Eine Rasenheizung ist im Frauenfußball selbst in der Bundesliga noch längst nicht Standard. Doch nicht nur die Rahmenbedingungen, auch die sportliche Leistungsstärke wirft Fragen auf. Ergebnisse wie der 9:1-Sieg des VfL Wolfsburg beim 1. FC Nürnberg am Wochenende oder der 11:1-Sieg der Bayern-Frauen gegen Turbine Potsdam am letzten Spieltag der vergangenen Saison belegen, wie hoch das Leistungsgefälle ist.

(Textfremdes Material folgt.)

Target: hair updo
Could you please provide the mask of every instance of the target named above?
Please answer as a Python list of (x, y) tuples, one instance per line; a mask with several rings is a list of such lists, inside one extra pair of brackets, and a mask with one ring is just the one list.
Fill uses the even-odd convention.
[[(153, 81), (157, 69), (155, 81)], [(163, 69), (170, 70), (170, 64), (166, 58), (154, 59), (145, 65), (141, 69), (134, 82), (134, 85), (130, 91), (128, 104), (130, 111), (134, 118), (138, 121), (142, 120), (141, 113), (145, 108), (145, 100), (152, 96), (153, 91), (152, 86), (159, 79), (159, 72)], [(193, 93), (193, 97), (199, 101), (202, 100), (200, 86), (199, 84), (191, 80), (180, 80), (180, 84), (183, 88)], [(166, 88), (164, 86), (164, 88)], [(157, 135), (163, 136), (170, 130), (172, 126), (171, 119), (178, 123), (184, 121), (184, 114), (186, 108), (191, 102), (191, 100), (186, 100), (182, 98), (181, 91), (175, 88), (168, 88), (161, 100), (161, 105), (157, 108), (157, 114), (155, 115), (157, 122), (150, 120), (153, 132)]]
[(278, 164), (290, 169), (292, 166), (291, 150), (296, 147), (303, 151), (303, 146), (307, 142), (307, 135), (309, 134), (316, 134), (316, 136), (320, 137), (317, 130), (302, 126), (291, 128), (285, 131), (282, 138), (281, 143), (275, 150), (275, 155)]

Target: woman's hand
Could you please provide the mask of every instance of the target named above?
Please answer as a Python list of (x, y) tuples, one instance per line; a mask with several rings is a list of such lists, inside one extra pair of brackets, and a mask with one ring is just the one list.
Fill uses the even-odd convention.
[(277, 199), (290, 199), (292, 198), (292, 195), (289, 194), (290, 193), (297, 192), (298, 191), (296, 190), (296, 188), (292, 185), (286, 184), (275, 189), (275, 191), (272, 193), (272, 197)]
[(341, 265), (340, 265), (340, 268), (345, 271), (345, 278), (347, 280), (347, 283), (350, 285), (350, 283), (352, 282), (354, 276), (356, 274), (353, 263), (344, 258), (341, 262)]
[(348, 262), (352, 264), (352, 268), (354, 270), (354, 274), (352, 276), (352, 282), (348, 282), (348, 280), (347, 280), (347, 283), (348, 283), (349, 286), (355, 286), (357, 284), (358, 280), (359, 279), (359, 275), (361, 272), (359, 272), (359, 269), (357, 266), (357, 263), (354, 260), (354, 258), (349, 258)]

Und dass es gar nicht so einfach wäre, vier weitere Mannschaften für die Bundesliga zu finden, die auch wettbewerbsfähig wären.

Dazu kommt, dass die Belastung für die Nationalspielerinnen in den Top-Teams mit Champions League, Nations League, den Turnieren und Qualifikationsspielen schon jetzt enorm hoch ist. Lena Oberdorf, Alexandra Popp, Klara Bühl oder Georgia Stanway haben in den vergangenen Jahren etwa doppelt so viele Pflichtspiele absolviert wie eine Spielerin, die nur in der Bundesliga und im DFB-Pokal aufläuft. Während viele Spielerinnen mehr Spielpraxis gebrauchen könnten, sind die Top-Stars am Anschlag. Weitere zusätzliche Spiele könnten gerade mit Blick auf die zahlreichen schweren Verletzungen in den vergangenen Jahren problematisch sein.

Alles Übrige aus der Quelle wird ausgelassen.